Do Nurses at Ayden Healthcare Of Rosemount Pavilion Stick Around?

AYDEN HEALTHCARE OF ROSEMOUNT PAVILION has a staff turnover rate of 37%, which is about average for Ohio nursing homes (state average: 46%). Moderate turnover is common in nursing homes, but families should still ask about staff tenure and how the facility maintains care continuity when employees leave.

Was Ayden Healthcare Of Rosemount Pavilion Ever Fined?

AYDEN HEALTHCARE OF ROSEMOUNT PAVILION has no federal fines on record.
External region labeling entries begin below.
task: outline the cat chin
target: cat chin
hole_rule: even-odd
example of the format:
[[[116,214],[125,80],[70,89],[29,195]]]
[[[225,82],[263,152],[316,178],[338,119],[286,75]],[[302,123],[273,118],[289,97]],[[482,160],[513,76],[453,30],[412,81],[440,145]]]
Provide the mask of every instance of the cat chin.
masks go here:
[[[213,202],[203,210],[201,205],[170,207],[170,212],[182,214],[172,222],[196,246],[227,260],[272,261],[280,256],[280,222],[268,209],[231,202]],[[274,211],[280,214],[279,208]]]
CMS issues fines when nursing homes fail to meet care standards or don't correct problems found during inspections. The absence of fines suggests the facility has either maintained compliance or corrected any issues before penalties were assessed. This is a positive indicator, though families should still review recent inspection reports for the full picture.

Is Ayden Healthcare Of Rosemount Pavilion on Any Federal Watch List?

AYDEN HEALTHCARE OF ROSEMOUNT PAVILION is not on any federal watch list. The most significant is the Special Focus Facility (SFF) program, which identifies the bottom 1% of nursing homes nationally based on persistent, serious quality problems. Not being on this list means the facility has avoided the pattern of deficiencies that triggers enhanced federal oversight. This is a positive indicator, though families should still review the facility's inspection history directly.